An Intuit spokesman declined to answer ProPublica’s detailed questions about its efforts to fend off a government filing system, but he provided a statement.
“We empower our customers to take control of their financial lives, which includes being in charge of their own tax preparation,” he said, adding that a “government-run pre-filled tax preparation system that makes the tax collector (who is also the investigator, auditor and enforcer) the tax preparer is fraught with conflicts of interest.”
The IRS is seemingly the biggest threat to Intuit and other commercial tax prep businesses, but it has more frequently acted as the industry’s ally, defending the Free File program even in the face of critical internal reviews. The IRS declined to comment for this article.
The consequences of Intuit’s efforts affect a huge proportion of the taxpaying public. Americans spend an estimated 1.7 billion hours and $31 billion doing their taxes each year. Just 2.8 million participated in the Free File program this year, down from 5.1 million at the program’s peak in 2005.
Intuit’s success has made the men who run the company rich.

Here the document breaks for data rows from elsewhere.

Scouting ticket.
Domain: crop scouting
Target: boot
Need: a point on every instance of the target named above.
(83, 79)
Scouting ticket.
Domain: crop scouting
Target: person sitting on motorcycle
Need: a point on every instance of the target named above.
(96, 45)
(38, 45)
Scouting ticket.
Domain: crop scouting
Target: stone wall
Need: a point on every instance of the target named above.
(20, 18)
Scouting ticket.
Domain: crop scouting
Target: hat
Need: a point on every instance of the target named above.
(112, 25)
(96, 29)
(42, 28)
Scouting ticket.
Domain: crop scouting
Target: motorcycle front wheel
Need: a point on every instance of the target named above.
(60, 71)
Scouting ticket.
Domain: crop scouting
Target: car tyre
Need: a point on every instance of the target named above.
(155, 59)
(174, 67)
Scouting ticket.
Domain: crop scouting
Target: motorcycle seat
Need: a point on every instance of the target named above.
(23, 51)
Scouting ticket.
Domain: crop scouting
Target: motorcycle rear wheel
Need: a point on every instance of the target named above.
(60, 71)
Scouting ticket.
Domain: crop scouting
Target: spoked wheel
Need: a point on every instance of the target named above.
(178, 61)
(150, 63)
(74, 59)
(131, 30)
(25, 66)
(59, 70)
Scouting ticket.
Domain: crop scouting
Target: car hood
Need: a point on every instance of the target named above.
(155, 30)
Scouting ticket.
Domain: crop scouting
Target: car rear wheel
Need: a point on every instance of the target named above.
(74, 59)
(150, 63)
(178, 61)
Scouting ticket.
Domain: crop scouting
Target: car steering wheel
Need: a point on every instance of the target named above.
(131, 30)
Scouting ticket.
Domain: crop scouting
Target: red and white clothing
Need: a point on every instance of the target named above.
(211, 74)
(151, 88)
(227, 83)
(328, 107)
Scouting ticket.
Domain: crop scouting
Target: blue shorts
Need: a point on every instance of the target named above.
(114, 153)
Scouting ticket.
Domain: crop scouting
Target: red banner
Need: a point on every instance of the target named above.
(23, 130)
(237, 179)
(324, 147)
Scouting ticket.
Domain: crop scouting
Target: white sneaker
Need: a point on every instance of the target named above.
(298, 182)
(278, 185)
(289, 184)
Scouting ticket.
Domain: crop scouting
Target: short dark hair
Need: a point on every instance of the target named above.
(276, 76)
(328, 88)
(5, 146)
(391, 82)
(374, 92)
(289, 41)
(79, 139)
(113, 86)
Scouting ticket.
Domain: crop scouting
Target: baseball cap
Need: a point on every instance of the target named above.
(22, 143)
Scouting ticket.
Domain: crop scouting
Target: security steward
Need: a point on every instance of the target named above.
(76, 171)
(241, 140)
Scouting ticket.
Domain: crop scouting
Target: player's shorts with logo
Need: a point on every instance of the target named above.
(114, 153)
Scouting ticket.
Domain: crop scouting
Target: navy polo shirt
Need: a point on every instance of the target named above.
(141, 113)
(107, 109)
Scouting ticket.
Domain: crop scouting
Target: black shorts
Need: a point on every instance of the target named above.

Smith, the CEO who stepped down last year and is now executive board chair, had a stake worth $20 million when he became chief executive. It ballooned to $220 million by last year. Co-founder Scott Cook is now among the country’s wealthiest people, his fortune soaring to $3.3 billion.

Intuit CEO Brad Smith flashes the “rock on” hand sign next to Kiss’ Gene Simmons during Smith’s 2018 farewell tour at TurboTax in San Diego. (Rachael Marie Photography)
This year, Intuit was close to realizing a long-held goal: enshrining the Free File program in law, effectively closing the door on the IRS ever creating a free tax filing system. But an outcry followed ProPublica’s reporting on the matter and Intuit’s treatment of its customers, prompting the provision to be dropped and state and federal investigations into Intuit’s practices.
Yet even after this setback, the company remained steadfastly confident that its clout in Washington would win the day.
“What we’re not gonna do is fight this publicly because that is exactly what they want us to do,” said Sasan Goodarzi, the new CEO, in a video released to staff this May and obtained by ProPublica. “We are actually working with the IRS and members of the Congress to ensure that the facts are very clear.”